Turismóloga e professora de inglês, Leila Gravano, 55 anos, sempre foi a única negra nas escolas nas quais trabalhou. Depois que começou a dar aulas particulares, precisou migrar para o ambiente virtual por dificuldades financeiras: o dinheiro que recebia dos alunos – adultos entre os 40 e 60 anos – mal dava para pagar os custos de aluguel da sala. “Acabei sendo dona do meu negócio, algo que nunca havia feito. Senti necessidade de me profissionalizar. Busquei cursos de empreendedorismo e só encontrava jovens, o que começou a mexer comigo”, relembra.
Picada pelo bichinho do empreendedorismo, ela começou a perceber quantas pessoas da sua convivência estavam presas dentro de um sistema tradicional, sem perspectiva de melhoria, e notou que inúmeros talentos estavam sendo desperdiçados. Por que não traduzir o conhecimento que estava aprendendo para que outras mulheres pudessem melhorar de vida? “Conheço tantas mulheres da minha geração que enfrentam obstáculos. Cheias de sonhos, mas com limitações. Meu negócio não é inédito, mas trago esse recorte etário e, principalmente, racial.”
Surgiu, então, o Empreendendo aos 50, projeto de mentoria para promover a troca entre mulheres para que elas possam entender melhor como dar o pontapé inicial no próprio negócio quando já não são mais tão jovens.
A própria Leila está tendo de derrubar barreiras. Por causa da pandemia, o projeto precisou ser reformulado, já que o ambiente virtual pode representar dificuldades para pessoas mais velhas, como internet lenta, falta de ambiente propício em casa, celular com tela quebrada. “O empreendedorismo sempre esteve enraizado na vida das mulheres negras, mas por necessidade. Nunca teve o peso do profissionalismo que o mercado exige hoje. E isso assusta”, afirma Leila. Agora, a empreendedora dá o exemplo e enfrenta seus próprios medos e limitações para poder cumprir o propósito de auxiliar mulheres como ela, por meio de um esquecido canal do YouTube, criado em 2013. Um único vídeo havia sido carregado na plataforma, mas mantido oculto, para a inscrição em um curso. Agora, ela se esforça para gravar vídeos curtos, sem edição, para inspirar outras mulheres.

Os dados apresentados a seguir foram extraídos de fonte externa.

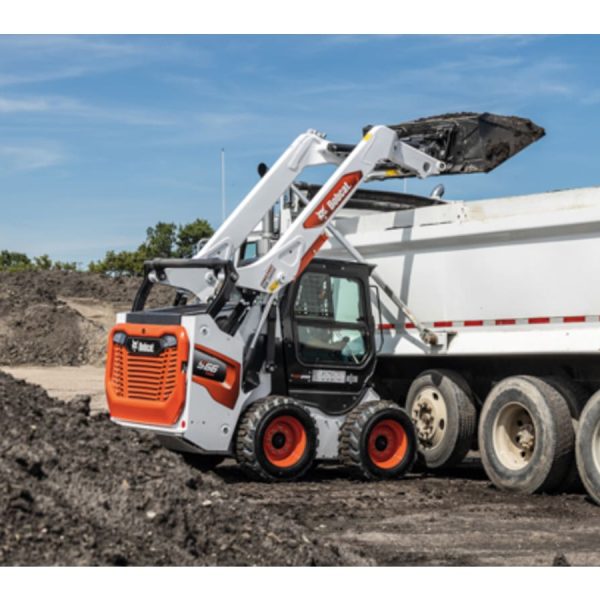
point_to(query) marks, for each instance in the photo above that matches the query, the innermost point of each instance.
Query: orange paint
(146, 389)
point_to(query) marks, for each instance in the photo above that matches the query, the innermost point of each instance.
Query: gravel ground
(78, 490)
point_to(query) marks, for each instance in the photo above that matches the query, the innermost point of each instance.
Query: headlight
(119, 338)
(169, 341)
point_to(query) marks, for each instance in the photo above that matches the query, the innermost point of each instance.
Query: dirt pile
(61, 318)
(78, 490)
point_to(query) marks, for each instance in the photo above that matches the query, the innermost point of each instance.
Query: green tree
(164, 240)
(189, 235)
(43, 262)
(160, 240)
(14, 261)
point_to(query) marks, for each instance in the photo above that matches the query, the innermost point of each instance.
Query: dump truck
(336, 322)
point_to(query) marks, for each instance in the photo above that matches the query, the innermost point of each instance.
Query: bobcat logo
(144, 347)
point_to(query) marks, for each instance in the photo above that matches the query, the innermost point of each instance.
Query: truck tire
(588, 447)
(443, 409)
(378, 441)
(576, 397)
(203, 462)
(526, 436)
(276, 440)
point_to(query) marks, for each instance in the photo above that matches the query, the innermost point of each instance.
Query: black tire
(203, 462)
(588, 447)
(373, 423)
(276, 440)
(446, 442)
(576, 397)
(526, 436)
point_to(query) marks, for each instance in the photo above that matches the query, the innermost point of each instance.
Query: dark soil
(38, 327)
(77, 490)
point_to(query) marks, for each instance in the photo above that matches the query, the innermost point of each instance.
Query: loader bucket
(468, 142)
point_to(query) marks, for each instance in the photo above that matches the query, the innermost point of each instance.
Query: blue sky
(101, 137)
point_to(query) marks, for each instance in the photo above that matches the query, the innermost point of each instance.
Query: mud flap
(468, 142)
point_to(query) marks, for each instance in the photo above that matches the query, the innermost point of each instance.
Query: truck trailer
(376, 328)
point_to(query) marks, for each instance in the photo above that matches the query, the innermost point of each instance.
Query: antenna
(223, 203)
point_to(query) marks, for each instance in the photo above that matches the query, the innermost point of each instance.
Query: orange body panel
(143, 388)
(224, 392)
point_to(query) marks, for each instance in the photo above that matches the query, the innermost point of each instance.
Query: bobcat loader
(338, 323)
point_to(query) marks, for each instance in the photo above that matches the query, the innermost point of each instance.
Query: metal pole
(223, 207)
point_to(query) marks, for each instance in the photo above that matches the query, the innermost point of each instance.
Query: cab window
(330, 320)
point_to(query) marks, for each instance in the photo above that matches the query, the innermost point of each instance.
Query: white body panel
(508, 275)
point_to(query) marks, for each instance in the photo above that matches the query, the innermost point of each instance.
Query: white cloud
(19, 157)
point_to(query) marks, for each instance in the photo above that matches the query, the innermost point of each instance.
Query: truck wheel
(378, 441)
(588, 447)
(443, 409)
(576, 397)
(276, 439)
(526, 436)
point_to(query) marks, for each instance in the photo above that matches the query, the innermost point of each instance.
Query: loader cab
(328, 335)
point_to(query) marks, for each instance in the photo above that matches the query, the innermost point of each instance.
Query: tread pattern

A empreendedora ressalta que o apoio da família é essencial para que as mulheres se sintam capazes de ir atrás dos seus sonhos. “Para muitos, envelhecer é sinônimo de pegar a agulha de crochê, mas essa não é a realidade da maioria. É preciso eliminar essa visão de que somos incapazes porque isso nasce no íntimo e é reforçado pela sociedade”, lamenta. Essa visão é ainda mais primordial no caso das negras, que costumam construir tudo do zero, sem reserva financeira, com dificuldade de acesso a financiamentos em banco e portas constantemente fechadas. Empresários negros têm crédito negado três vezes mais do que os brancos, de acordo com o SBA (Small Business Administration), em um país onde pretos e pardos representam 56% da população e movimentam uma renda própria de R$ 1,9 trilhão por ano.
Com a aceleração do plano de vacinação, Leila espera dar gás no Empreendendo aos 50 e tirar do papel todos os projetos de eventos presenciais que imaginou. A história de superar medos? Viajar de avião era um deles. Com a possibilidade de viajar novamente, quem sabe ela não aproveita para visitar a filha, já adulta, que vive em Lisboa? Só o tempo dirá. Tempo cada vez mais rápido e complicado de acompanhar. “Minha geração foi criada para tudo durar, tudo ser para sempre. Hoje tudo mudou: o celular não dura, ninguém usa mais CD, ter apego ao que você teve um dia é paralisante. Não dá tempo de ficar lamentando como foi um dia. Não vivemos no antigamente. Então o que vamos fazer hoje?”, pergunta.